Exiled at least three times and eventually arrested, Arnold was hanged by the papacy, then was burned posthumously and (his ashes) thrown into the River Tiber. Though he failed as a religious reformer and a political leader, his teachings on apostolic poverty gained currency after his death among "Arnoldists" and more widely among Waldensians and the Spiritual Franciscans, though no written word of his has survived the official condemnation. Protestants rank him among the precursors of the Reformation.
After Pope Eugene's death, Pope Adrian IV swiftly took steps to regain control of Rome. He allied with Frederick Barbarossa, who took Rome by force in 1155 after a Holy Week interdict and forced Arnold again into exile. Arnold was seized by Imperial forces and tried by the Roman Curia as a rebel. Importantly, he was never accused of heresy. Faced with the stake, he refused to recant any of his positions. Convicted of rebellion, Arnold was hanged in June and his body burnt. Because he remained a hero to large sections of the Roman people and the minor clergy, his ashes were cast into the Tiber, to prevent his burial place becoming venerated as the shrine of a martyr.
In 1882, after the collapse of Papal temporal powers, the city of Brescia erected a monument to its native son. - Arnold of Brescia Wikipedia)
The first known persons directly ordered to be executed by the a pope himself seems to be the brothers Cardinal Carlo Carafa and Giovanni Carafa, Duke of Paliano, nephews of Paul IV, sentenced to strangulation in prison and beheading, respectively, by Pius IV, as his first public act (March 5, 1561).
Giovanni Carafa (died 5 March 1561), Duke of Paliano, was a papal nephew and minor Italian prince.
After the failure of the Pope's war with Spain in 1558, their notoriety became a liability, and they were banished from Rome on 27 January 1559. Paul IV died in August of that year, and Giovanni and Carlo were put on trial by the new Pope, Pius IV, in July 1560. The trial's proceedings were concluded in March 1561 when, under sealed orders of the Pope, the brothers were executed in Rome.
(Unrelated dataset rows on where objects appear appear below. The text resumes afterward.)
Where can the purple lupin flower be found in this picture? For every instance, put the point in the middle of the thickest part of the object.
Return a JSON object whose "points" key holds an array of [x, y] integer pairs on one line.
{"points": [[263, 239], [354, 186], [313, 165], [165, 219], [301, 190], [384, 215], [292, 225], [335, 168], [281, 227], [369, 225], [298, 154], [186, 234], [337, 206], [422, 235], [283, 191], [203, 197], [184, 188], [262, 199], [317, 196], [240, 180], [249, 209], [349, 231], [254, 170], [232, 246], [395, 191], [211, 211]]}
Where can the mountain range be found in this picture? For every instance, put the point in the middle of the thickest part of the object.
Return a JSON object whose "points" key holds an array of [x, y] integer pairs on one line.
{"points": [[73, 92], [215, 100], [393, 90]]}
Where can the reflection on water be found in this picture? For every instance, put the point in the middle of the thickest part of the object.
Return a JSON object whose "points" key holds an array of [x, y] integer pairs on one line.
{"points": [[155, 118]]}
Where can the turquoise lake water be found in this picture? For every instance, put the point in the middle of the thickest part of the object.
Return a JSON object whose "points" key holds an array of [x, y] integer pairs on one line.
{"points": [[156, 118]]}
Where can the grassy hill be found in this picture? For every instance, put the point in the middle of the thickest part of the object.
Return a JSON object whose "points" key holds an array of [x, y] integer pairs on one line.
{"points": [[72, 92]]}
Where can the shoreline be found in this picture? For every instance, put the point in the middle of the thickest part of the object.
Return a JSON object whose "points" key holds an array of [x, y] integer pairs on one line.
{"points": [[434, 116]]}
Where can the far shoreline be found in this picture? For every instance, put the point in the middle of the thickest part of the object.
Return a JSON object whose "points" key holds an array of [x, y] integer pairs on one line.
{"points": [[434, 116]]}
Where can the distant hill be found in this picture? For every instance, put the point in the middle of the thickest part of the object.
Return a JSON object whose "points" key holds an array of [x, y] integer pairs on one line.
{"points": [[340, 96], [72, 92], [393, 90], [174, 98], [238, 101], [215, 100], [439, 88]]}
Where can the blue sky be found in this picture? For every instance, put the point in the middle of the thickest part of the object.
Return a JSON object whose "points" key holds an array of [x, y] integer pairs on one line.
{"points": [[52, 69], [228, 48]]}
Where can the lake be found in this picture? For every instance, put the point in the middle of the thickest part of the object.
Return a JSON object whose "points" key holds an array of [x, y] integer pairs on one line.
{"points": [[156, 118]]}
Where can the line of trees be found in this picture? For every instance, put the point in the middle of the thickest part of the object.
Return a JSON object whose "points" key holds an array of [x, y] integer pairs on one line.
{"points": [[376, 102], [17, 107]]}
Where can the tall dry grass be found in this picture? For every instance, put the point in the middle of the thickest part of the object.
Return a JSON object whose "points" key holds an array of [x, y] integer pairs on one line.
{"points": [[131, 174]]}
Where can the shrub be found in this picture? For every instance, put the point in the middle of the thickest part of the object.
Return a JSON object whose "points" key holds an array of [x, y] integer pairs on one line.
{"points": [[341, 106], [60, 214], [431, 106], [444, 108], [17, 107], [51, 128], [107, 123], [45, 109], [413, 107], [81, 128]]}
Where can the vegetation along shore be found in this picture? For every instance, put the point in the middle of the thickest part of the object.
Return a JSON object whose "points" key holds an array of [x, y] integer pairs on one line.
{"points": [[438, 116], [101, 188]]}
Carlo, as a cardinal, was strangled in the Castel San Angelo, while, two days later, Giovanni was beheaded at the Tor di Nona prison along with two companions. The sentence was overturned under the next pope, Pius V, in 1567, after a petition by their surviving brother, and their prosecutor was executed for having deceived Pius IV. Giovanni Carafa, Duke of Paliano
As for the Cardinal Callo Carafa, Wikipedia reads as follows:
Carlo Carafa (29 March 1517 - 6 March 1561) of a distinguished family of Naples, vicious and talented3 was successively condottiero in the service of France and of Spain, vying for their protectorates in Italy until 1555, when he was made a cardinal,3 to 1559 the all-powerful favourite and Cardinal Nephew of Pope Paul IV Carafa, whose policies he directed and whom he served as papal legate in Paris, Venice and Brussels. According to the Jesuit, later Cardinal, Francesco Sforza Pallavicino, writing the history of the Council of Trent, his subtlety of spirit and grace of address, physical courage and instinct for glory were overridden by his insatiable thirst for power.
In June 1560, Paul's successor, Pope Pius IV arrested the leading members of the family - Carlo, his brother Duke Giovanni, and their nephew the Cardinal Archbishop of Naples, seizing their papers, and levying a range of charges relating to abuses of power during Paul's reign. Carlo was charged with murder, sodomy, and the promotion of Protestantism. After a nine-month trial, he was condemned along with his brother, and was executed by strangulation at Castel Sant' Angelo on the night of 6 March 1561. His execution was considered at the time to have been motivated primarily by political factors such as his pro-French, anti-Spanish policies.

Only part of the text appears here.